The production will follow Mother Teresa as a young nun in India to her work with the poor and the sick, which led to her winning the Nobel Peace Prize in 1979, Chelliah said. She added many of the dancers are coming all over the country for the performance.
The proceeds from the performance will go to food pantry in Bowie, as well as Mother Teresa’s Missionaries of Charity Convent.
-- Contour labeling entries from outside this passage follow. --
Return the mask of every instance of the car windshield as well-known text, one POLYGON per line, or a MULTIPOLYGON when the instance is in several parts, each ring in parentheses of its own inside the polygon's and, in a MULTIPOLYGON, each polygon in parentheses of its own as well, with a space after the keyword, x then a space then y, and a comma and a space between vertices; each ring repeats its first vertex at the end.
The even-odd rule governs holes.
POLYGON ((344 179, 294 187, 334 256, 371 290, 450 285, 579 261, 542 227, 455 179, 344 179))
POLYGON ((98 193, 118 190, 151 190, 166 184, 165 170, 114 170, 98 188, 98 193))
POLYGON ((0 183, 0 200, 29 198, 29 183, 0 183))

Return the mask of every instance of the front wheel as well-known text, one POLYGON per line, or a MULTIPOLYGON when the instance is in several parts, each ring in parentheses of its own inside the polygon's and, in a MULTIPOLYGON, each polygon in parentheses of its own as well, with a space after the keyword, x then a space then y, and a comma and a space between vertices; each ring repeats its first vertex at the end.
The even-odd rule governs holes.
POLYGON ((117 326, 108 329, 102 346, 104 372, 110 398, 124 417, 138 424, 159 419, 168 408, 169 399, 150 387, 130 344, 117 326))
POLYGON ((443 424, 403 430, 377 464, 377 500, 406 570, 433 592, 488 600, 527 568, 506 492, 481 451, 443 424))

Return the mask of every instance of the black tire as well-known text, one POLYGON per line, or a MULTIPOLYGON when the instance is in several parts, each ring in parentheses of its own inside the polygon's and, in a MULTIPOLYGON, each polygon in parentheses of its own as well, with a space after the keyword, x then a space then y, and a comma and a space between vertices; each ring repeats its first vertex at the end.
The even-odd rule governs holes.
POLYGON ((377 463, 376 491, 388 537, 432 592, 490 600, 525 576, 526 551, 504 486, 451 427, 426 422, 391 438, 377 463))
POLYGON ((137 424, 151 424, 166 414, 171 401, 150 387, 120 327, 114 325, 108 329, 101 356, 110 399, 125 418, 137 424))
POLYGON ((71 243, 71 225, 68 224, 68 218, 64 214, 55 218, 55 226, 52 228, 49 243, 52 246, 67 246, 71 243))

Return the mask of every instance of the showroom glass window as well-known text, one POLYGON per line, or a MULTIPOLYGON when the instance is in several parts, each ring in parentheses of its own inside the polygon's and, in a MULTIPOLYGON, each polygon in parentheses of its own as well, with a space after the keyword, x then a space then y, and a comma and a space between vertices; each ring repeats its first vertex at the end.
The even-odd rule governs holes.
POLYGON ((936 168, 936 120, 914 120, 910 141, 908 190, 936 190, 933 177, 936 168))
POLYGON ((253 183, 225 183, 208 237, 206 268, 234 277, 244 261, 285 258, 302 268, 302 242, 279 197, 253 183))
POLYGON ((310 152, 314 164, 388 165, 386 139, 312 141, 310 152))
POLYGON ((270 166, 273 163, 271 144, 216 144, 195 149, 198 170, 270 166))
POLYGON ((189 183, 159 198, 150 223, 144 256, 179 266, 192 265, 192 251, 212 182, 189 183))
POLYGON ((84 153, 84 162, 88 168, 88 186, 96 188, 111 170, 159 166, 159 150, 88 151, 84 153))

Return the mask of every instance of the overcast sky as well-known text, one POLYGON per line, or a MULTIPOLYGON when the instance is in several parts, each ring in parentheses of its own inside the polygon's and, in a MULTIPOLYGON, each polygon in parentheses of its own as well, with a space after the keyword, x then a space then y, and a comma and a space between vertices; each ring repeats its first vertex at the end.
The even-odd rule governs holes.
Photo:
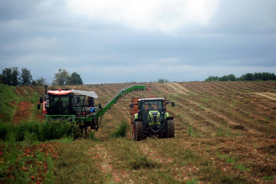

Mother Teresa was born as Gonxha Agnes in 1910 in Albania. At 18, she joined an Irish convent and was given the name Sister Mary Teresa. Shortly after, she moved to India to work at a girls school in Calcutta, know known as Kolkata.
About 20 years later, she created the Missionaries of Charity to help the poorest people in India. For the rest of her life, she cared for the poor and the sick throughout India.
When she died in 1997, Pope John Paul II disregarded the rule of waiting five years after a person’s death to pursue sainthood. Her canonization started less than two years after her death. Pope John Paul II beatified her in 2003 and approved the first of two posthumous miracles needed for sainthood.
For the first miracle, a Kolkata woman said she was cured of a stomach tumor because she prayed to the nun. There was no scientific explanation for the recovery of the woman’s health.
Last December, Pope Francis recognized a second miracle and announced that Mother Teresa would be declared a saint. The second miracle consisted of the nun healing a Brazilian man in 2008, who had multiple brain tumors. The man’s family members said they prayed to Mother Teresa and he soon healed.
Chelliah’s husband, Daniel, worked with Mother Teresa and her organization in India during the 1970s. He said many people don’t realize the nun came from a “high society covenant” in order to serve the poor, specifically those with leprosy.
Like many around the world, Mother Teresa inspired Daniel to become a social activist. The dance performance enhances the drama of the future saint’s story, he said, and will hopefully inspire younger generations.
“She was concerned for people in a community that we didn’t look at, he said. “Love thy neighbor and not hating the enemy, she gave that to the world.”